The use of on-line questionnaires, which were used for the client questionnaires, was very advantageous because built-in checks and a logical follow-up of questions led to a low rate of missing data or errors (e.g., women could only give one answer and within the pre-set range of possible answers), and data could easily be uploaded to SPSS. However, in order to improve response rates for the client questionnaires, the clients were offered a choice between electronic and print questionnaires in either Dutch or English. The fact that many clients used this opportunity (25% of the completed questionnaires after labour were print questionnaires) indicates that this was a useful option to include.

The video recordings that we made of 310 client consults by 23 midwives in six practices provide unique data, and this method of data collection has hardly ever been used before in midwifery care research. It is probably the optimal way to objectively evaluate the daily practice of midwives.

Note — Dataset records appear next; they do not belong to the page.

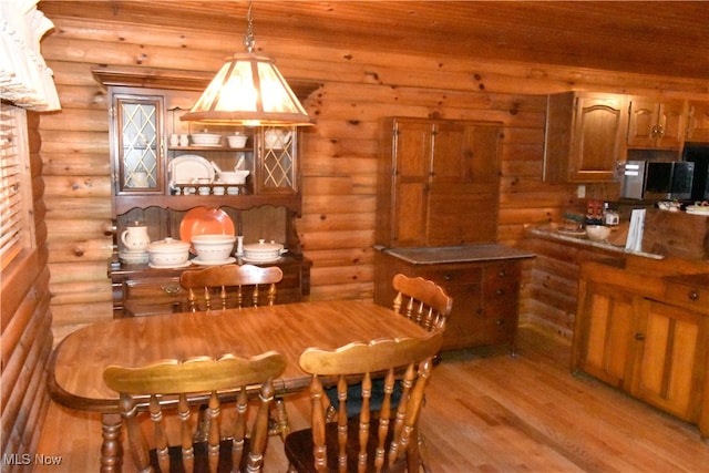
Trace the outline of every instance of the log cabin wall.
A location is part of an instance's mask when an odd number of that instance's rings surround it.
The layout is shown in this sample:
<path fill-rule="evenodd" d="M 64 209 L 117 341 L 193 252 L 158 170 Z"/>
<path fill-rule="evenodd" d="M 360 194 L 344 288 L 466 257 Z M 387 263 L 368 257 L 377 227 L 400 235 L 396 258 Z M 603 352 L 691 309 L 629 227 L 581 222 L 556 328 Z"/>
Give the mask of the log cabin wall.
<path fill-rule="evenodd" d="M 41 7 L 41 4 L 40 4 Z M 240 51 L 240 32 L 85 21 L 52 16 L 56 31 L 42 43 L 55 74 L 61 113 L 42 116 L 43 177 L 52 310 L 56 340 L 76 328 L 110 319 L 111 183 L 106 91 L 91 69 L 121 65 L 215 72 L 226 53 Z M 188 22 L 188 21 L 186 21 Z M 548 66 L 393 54 L 371 49 L 257 37 L 287 78 L 320 84 L 305 101 L 317 126 L 305 132 L 301 160 L 304 210 L 297 230 L 314 261 L 311 299 L 371 299 L 378 121 L 399 115 L 490 120 L 504 123 L 499 235 L 515 245 L 531 224 L 558 220 L 583 205 L 576 186 L 542 181 L 548 93 L 589 90 L 709 100 L 706 81 Z M 587 186 L 587 197 L 617 189 Z M 554 250 L 527 266 L 523 315 L 551 323 L 568 304 L 564 265 Z M 551 263 L 549 263 L 551 261 Z M 561 268 L 561 269 L 559 269 Z M 555 282 L 556 281 L 556 282 Z M 551 282 L 551 284 L 549 284 Z M 575 290 L 575 287 L 574 287 Z M 561 307 L 555 307 L 562 300 Z M 562 316 L 561 323 L 568 322 Z"/>
<path fill-rule="evenodd" d="M 38 133 L 40 120 L 35 113 L 28 112 L 27 122 L 37 247 L 27 257 L 17 258 L 2 273 L 0 439 L 3 455 L 37 451 L 41 425 L 49 408 L 44 367 L 52 349 L 52 316 L 44 223 L 47 209 L 42 198 L 41 138 Z M 12 466 L 4 459 L 2 461 L 3 472 L 23 469 L 27 466 Z"/>

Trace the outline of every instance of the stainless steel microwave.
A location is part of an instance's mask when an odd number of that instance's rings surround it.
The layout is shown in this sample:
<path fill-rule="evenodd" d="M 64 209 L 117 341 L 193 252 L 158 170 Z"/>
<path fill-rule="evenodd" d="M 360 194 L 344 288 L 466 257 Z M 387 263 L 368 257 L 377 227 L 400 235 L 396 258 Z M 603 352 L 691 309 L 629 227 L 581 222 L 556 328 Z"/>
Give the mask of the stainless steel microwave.
<path fill-rule="evenodd" d="M 671 200 L 691 197 L 695 163 L 686 161 L 627 161 L 623 198 Z"/>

Because not all data have been analysed yet, we cannot currently give insight in the strengths and weaknesses of the maternity care system in the Netherlands regarding the quality, organisation and accessibility of primary care midwifery. In process of time, results of the DELIVER study will describe the current level of service, which is the first step to improve midwifery care. The DELIVER study provides unique data on the activities of midwives, the variation between them and the evaluation of their care by clients and other maternity care providers. These data will enhance awareness among midwives about the care they give and this in itself may change clinical practice. For example, the results will show how many ultrasound scans women have on average and how this number varies between midwifery practices. If the variation is large, this will likely initiate a debate on when ultrasound is indicated. Secondly, the data from the client questionnaires will provide information on areas of care that could be improved. The Dutch Organisation of Midwives might use the results when developing their practice guidelines. Thirdly, if changes are introduced in midwifery practice, a repetition of the DELIVER study can show the extent to which these changes have materialised by making a comparison between the results of the first and second DELIVER study.

Certainly, the DELIVER study will enhance evidence-based practice in primary midwifery care in the Netherlands. And regarding the current global discussion about the organisation of maternity care (e.g. place of birth), this study provides a reliable basis for future research.


The multicenter multidisciplinary DELIVER study provides an extensive database with nationally representative data on the quality of primary care midwifery in the Netherlands. This study will support evidence-based practice in primary care midwifery in the Netherlands and will contribute to a better understanding of the maternity care system and provide scientific knowledge for improvement.